La llanura que se extendía desde el pie de las montañas hasta perderse en la línea del horizonte, formaba parte de lo que doscientos años antes se hubiera llamado “plataforma continental”. El cambio climático, la degradación y la erosión del terreno, habían contribuido a desecar y hacer retroceder la línea de la costa varios cientos de kilómetros. Aún podían verse, medio enterradas en el polvo, viejas estructuras cuya utilidad resultaba incomprensible para los habitantes actuales de la Tierra de la Desolación: ciclópeos muros compuestos de rocas talladas por la mano del hombre. Herrumbrosos esqueletos se desparramaban por doquier, tristes señales de un abandono inexorable.
El Buscador observaba con ojo experto aquello que se ofrecía a su vista. Comprobó que la llanura no era uniforme, que descendía en imperceptible pendiente a medida que se alejaba hacia el Este y que profundas quebradas la surcaban como las arrugas en la piel de los ancianos. Hasta donde su vista alcanzaba, registraba en su memoria todos aquellos accidentes que podrían servirles como refugio o que deberían evitar. No eran visibles, si los había, ningún grupo de merodeadores, pero aún así, habían decidido viajar de noche. Teniendo en cuenta el abrasador sol que les esperaba, era la mejor opción. Pero una noche de luna llena podría ser tan peligrosa como viajar a plena luz del día. Si quería alcanzar el éxito en su misión, debería ser precavido.
Continuaron el descenso por los últimos tramos de ladera. El Chico casi lamentaba dejar las montañas, pues le parecían más acogedoras y seguras. Aquella vasta extensión de tierra, le producía escalofríos. Y aunque los dos adultos intentaban convencerle de que en la montaña habían estado más expuestos a ser atacados, él no podía dejar de tener un extraño presentimiento (tenía miedo, pero intentaba disimularlo.) No quería convertirse nuevamente en el preciado bocado de otra panda de salvajes.
Sólo tenía seis años y pronto había tenido que valerse por sí mismo. No recordaba a su familia ni haber tenido algo llamado “hogar”. El Jugador decía que el hogar era un sitio donde uno se sentía seguro, donde vivían otras personas que se preocupaban por ti y te demostraban afecto. Él no recordaba un sitio así. Lo único que recordaba eran los duros días pasados recolectando objetos y restos, que luego cambiaría por comida u otros objetos; escondiéndose cuando veía aparecer a los merodeadores. Así, hasta que un día no pudo escapar a tiempo: uno de sus clientes habituales se dejó sobornar y permitió que fuese capturado.

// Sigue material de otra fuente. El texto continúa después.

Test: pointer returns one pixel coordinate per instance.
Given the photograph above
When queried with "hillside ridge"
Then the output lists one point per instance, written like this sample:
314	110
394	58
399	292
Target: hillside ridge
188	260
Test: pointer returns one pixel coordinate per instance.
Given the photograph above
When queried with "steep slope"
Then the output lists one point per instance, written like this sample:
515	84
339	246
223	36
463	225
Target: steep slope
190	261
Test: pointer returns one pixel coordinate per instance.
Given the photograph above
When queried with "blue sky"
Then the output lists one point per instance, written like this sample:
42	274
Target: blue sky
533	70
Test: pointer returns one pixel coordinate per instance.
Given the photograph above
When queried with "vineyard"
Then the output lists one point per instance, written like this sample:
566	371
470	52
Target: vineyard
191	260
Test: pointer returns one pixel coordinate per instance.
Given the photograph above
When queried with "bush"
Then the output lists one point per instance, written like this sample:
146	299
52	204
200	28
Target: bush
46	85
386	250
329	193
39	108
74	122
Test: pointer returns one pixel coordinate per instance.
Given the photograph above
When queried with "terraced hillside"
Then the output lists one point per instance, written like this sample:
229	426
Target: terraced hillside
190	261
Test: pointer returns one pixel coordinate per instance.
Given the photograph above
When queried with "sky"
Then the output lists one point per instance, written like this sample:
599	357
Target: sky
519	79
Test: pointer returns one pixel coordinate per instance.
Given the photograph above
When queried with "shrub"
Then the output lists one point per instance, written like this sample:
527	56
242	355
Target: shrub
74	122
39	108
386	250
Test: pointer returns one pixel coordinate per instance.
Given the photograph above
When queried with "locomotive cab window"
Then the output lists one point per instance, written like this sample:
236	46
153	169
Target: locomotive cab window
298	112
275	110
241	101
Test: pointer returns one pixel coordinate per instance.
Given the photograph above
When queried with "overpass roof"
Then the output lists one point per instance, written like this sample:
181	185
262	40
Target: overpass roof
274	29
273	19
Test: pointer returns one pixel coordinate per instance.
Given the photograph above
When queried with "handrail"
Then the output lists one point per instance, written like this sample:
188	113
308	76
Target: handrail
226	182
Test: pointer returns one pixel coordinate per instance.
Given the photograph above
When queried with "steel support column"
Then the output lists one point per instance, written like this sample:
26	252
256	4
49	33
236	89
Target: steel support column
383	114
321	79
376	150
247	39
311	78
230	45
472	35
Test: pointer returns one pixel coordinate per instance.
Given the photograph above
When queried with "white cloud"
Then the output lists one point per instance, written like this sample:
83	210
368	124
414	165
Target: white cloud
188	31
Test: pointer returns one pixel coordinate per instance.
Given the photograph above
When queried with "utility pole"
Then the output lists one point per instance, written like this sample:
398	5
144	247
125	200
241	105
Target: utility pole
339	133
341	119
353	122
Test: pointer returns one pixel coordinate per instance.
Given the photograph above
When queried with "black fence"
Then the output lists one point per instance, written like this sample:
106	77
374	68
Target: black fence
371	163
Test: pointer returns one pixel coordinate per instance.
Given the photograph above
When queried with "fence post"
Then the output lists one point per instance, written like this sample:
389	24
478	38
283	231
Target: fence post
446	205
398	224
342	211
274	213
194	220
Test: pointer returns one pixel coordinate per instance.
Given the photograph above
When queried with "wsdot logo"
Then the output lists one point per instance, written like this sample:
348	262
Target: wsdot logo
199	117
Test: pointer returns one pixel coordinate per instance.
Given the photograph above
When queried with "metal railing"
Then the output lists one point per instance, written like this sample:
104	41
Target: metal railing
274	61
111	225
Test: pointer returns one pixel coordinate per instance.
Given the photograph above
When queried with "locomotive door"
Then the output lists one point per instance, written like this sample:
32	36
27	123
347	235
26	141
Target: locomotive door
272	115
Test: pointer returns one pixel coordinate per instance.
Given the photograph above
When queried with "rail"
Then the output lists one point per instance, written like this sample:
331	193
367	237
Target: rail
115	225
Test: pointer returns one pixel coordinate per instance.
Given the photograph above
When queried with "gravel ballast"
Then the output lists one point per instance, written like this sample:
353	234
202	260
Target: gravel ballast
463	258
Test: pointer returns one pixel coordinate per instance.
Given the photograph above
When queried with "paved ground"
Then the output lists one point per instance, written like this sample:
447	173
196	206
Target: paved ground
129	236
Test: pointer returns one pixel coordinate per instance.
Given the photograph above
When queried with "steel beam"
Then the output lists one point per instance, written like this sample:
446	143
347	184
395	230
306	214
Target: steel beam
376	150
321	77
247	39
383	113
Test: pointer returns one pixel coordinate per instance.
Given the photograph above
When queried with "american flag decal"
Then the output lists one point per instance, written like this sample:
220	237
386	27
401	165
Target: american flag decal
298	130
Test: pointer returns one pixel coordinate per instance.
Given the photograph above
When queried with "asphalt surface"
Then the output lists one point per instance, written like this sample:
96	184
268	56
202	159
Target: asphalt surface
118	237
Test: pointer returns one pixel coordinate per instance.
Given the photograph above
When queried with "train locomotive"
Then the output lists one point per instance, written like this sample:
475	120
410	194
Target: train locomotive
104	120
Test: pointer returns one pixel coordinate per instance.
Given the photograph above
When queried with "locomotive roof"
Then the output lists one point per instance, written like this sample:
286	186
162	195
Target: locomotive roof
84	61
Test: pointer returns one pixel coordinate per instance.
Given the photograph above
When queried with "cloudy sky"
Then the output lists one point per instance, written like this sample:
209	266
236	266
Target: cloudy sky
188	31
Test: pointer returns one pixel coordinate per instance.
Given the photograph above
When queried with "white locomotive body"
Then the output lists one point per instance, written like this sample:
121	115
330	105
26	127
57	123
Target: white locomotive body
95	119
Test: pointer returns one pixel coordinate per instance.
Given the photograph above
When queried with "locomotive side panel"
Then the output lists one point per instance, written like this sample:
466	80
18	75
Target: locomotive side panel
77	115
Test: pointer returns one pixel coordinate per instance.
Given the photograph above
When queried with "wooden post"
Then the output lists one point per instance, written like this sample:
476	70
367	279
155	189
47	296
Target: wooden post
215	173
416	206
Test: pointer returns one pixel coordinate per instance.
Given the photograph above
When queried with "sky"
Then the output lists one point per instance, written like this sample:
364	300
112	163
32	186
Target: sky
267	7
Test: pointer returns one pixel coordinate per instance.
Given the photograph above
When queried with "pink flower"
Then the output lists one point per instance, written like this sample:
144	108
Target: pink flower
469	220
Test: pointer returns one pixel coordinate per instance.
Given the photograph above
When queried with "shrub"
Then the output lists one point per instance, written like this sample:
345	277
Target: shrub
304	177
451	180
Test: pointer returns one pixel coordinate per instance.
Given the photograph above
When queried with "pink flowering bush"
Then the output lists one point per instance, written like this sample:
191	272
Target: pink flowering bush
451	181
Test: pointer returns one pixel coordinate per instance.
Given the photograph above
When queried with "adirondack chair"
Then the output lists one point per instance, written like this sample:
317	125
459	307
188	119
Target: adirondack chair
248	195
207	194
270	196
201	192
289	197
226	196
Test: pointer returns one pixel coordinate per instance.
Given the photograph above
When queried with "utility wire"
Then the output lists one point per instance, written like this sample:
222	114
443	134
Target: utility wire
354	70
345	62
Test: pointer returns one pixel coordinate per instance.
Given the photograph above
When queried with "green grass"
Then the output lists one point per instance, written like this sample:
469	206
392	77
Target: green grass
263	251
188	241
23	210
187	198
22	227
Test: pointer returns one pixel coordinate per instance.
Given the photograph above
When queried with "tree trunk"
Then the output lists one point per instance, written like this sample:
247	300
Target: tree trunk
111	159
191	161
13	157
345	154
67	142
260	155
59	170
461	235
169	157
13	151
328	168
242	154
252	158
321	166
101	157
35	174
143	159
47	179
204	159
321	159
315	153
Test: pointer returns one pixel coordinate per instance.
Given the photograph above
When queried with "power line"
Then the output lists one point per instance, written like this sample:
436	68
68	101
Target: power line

El Buscador lo llamó. Se había quedado un poquito rezagado, ensimismado en sus pensamientos, y ya le habían advertido que no debía separarse de ellos.
Se aproximaron a los viejos muros que no pudieron dejar de admirar, tan enormes y perfectos, preguntándose cuál habría sido su utilidad. Eran impresionantes los enormes bloques de piedra, tan perfectamente cincelados por la mano del hombre, con alguna técnica ahora desconocida. Fueran lo que fueran o para lo que sirvieran, habían perdurado durante cientos de años, aunque sólo para recordar a los pobladores de este mundo que, siglos atrás, se vivió de otra manera.
El Buscador había contado viejas historias, de esas que se cuentan alrededor de un fuego en las noches frías y oscuras; historias que le habían sido contadas a su vez; historias que los Ancianos tenían por ciertas, por reveladoras, y que, finalmente, eran las que le habían empujado a iniciar la búsqueda de la clave que conduciría a la Humanidad a un mañana mejor.